[TowerTalk] Speaking of S units

Roderick M. Fitz-Randolph w5hvv@aeneas.net
Fri, 8 Aug 1997 16:24:42 -0500


>> I dont understand what you are griping about, Pete.  An S unit IS 6 db
>> and a properly aligned radio will bear this out.  I've checked my MP and
>> it's S meter is dead on.  73, Ty K3MM
>
>I'll stand by everything I wrote. If Yeasu got religion and arranged for
>the MP's S units to be 6db each, that's great but it puts that rig into a
>very select group. Based on all I've seen, the statement that an S unit is
>always 6 db is about as useful in this hobby as the statement that "a tank
>of gas in a car is always equal to 300 miles."
>
>Regards,
>Pete
>KS4XG
___________________________________________________________________________

Pete, back in the mid to late 1940's, when I first became interested in
ham radio, virtually everyone you could have met would have told you that
an "S" unit was 6 dB.... that is, by definition, not practice.  Since all
of the S-meters of that era ran off of AVC (or later AGC) voltage, an
S-meter was only as accurate and as linear as the circuit parameters/design
allowed it to be.  Component values would change, tube gain varied from tube
to tube, etc., and all you knew was that an S-unit was SUPPOSED to be 6 dB.
Most folk knew that the limitation was the components/tubes, etc.
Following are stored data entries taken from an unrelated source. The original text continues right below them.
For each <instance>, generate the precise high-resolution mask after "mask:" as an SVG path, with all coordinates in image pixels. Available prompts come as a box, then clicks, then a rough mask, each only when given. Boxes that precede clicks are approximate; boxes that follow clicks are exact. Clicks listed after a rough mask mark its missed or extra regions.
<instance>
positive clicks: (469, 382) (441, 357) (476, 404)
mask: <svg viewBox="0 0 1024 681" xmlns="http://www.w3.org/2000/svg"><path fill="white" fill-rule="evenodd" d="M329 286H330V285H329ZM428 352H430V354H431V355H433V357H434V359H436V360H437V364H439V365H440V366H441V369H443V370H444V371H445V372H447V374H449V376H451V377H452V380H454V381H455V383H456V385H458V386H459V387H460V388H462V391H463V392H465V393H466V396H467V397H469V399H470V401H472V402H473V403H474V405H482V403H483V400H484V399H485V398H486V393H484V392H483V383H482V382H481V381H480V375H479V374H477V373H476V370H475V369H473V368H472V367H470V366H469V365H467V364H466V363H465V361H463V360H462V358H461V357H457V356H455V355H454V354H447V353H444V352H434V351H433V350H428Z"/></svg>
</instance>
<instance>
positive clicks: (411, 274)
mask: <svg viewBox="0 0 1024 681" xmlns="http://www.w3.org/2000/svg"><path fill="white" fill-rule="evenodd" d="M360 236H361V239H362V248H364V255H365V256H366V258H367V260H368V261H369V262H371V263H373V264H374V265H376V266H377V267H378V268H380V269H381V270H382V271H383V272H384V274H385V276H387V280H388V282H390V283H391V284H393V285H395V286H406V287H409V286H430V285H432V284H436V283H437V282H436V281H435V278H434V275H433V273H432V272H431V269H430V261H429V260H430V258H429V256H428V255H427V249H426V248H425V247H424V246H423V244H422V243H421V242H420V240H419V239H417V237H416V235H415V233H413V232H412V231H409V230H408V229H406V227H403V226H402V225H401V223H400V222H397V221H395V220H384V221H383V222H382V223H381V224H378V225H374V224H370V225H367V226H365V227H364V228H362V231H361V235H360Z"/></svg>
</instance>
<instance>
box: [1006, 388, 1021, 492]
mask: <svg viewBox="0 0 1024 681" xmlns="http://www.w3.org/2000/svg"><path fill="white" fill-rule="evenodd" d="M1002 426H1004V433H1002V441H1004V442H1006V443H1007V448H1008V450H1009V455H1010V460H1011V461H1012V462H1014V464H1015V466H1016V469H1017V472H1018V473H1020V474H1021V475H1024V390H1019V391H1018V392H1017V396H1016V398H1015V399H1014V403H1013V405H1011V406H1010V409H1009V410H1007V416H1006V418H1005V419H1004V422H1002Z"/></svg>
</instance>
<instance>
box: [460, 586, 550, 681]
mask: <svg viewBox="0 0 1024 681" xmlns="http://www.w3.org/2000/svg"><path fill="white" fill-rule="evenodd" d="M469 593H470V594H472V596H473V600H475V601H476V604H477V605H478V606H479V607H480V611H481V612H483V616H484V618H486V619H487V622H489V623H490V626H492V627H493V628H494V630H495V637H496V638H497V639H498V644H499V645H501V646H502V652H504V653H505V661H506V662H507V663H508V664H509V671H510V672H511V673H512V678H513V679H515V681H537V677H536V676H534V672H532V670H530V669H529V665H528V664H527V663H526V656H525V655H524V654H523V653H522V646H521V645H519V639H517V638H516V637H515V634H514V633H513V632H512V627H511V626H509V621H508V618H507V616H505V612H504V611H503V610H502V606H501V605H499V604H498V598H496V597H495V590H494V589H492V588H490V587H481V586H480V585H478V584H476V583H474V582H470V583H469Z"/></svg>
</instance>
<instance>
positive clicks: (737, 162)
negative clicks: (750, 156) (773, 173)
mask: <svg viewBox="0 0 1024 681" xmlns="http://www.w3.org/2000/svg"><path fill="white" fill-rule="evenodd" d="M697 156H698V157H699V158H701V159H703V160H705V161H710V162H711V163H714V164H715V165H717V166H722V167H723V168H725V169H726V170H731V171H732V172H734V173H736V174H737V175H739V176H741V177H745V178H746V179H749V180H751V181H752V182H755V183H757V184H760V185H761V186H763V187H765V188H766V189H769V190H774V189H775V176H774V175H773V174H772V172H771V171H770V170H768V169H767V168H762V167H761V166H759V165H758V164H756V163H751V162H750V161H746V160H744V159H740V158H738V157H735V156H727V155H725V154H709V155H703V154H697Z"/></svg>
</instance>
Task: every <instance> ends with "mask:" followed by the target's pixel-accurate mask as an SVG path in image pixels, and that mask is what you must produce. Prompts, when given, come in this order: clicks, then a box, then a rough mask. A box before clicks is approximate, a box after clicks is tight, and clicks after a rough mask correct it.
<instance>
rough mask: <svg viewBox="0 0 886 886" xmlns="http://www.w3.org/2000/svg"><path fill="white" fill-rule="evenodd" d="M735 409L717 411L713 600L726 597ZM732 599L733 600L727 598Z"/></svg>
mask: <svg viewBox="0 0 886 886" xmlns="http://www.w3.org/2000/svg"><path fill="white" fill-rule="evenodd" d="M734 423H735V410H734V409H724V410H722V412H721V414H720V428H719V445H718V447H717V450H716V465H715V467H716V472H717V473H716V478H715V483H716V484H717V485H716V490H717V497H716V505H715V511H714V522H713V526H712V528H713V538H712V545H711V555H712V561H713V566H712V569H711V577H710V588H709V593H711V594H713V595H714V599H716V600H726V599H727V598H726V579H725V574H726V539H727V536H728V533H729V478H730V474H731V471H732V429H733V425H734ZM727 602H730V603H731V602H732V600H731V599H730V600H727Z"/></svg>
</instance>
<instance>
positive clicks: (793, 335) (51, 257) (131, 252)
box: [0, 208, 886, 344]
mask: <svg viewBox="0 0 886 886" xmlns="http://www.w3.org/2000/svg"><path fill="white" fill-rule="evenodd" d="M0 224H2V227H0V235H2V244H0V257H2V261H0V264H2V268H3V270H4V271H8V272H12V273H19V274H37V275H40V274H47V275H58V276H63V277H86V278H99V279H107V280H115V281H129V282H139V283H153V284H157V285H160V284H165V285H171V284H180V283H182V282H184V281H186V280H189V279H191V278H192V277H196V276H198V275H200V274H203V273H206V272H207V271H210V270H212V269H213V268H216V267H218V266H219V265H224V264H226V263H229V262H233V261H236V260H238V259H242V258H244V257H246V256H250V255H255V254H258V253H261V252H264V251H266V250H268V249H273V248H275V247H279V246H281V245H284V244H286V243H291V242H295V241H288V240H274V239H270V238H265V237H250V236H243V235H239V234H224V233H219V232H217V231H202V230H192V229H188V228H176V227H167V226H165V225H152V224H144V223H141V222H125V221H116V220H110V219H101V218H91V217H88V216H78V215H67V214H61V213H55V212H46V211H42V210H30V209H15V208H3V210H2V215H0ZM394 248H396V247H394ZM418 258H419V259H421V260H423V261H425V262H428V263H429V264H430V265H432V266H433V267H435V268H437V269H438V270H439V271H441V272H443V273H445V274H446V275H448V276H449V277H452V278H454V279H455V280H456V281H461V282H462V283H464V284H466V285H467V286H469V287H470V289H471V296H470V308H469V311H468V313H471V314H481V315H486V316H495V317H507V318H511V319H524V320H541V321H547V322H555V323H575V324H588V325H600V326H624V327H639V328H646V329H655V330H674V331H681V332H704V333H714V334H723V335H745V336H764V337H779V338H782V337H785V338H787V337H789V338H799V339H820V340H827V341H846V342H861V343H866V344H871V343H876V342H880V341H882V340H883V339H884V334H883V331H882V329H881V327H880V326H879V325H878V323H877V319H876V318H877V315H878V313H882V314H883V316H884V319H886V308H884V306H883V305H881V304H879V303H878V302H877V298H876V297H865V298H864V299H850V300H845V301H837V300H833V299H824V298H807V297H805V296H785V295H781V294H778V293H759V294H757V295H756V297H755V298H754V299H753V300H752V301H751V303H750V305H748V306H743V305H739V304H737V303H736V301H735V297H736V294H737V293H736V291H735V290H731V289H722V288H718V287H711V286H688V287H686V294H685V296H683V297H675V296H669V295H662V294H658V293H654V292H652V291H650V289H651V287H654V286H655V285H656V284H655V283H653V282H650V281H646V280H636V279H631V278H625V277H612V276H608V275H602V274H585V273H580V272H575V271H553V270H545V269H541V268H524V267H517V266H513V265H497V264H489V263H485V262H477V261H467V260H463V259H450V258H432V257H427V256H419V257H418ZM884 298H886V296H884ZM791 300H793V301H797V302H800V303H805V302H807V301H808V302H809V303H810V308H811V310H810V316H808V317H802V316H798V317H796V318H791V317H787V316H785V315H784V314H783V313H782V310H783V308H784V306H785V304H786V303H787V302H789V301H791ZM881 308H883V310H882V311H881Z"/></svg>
Nothing has really changed.  Some of the manufacturers in later years began
to use 5 or even 4 (and I think one went to 3) dB per S-unit.  But for the
most part, it has been a standard that an S-unit was SUPPOSED to be 6 dB.
Now, I've never seen an S-meter that would linearly represent signal strength
across its signal strength meter as 6 dB per unit: the Collins 75A4 I owned
came as close as any of them and its S-meter required 100 microvolts for an
S9 setting.... but you could adjust the sensitivity control and zero control
so that you get almost anything you wanted - within a very narrow range on the
S-meter.  As an example, if you set it equal to 6 dB between S7 and S9, I could
almost guarantee you that the same would not be true from S1 to S3 or from 15
over 9 to 27 over 9!  The non-linear properties of AGC voltages, etc., simply
won't allow a completely accurate and linear presentation of received signal
strength.  It is a RELATIVE thing.

My present TS-940S/AT is a prime example.  I can diddle with the S-meter
circuit parameters and get the S-meter to represent, at S9, 50 microvolts
of signal as received from a calibrated signal generator but I guarantee
that it won't be linear up and down the scale.

I've digressed a little.  S-meter readings started out as 6 dB per unit.
That is still understood to be the "standard" by most hams.  Younger hams
that have come in and learned about ham radio on a receiver/transceiver
that had a different setting (because, in some cases, I think the
manufacturers were engaged in the "my car has more horsepower than your
car", "my hi-fi set has more watts than your hi-fi set", and "my receiver
has a higher deflection on it S-meter than your receiver for the same
signal" race) have not had the advantage of learning or knowing that an
S-unit is equal to (supposed to, that is) 6 dB.

Anyhoooo, that's the facts of it as I have always known them.  An S-unit
WAS and still should be, IMHO, 6 dB.  Not 5 dB, not 4 dB, and not 3 dB.

The curmudgeon has written, and having writ, moves on. All thy piety and
wit will not call back one word of it.......

That sure does feel better now.  Not near as much gas pains.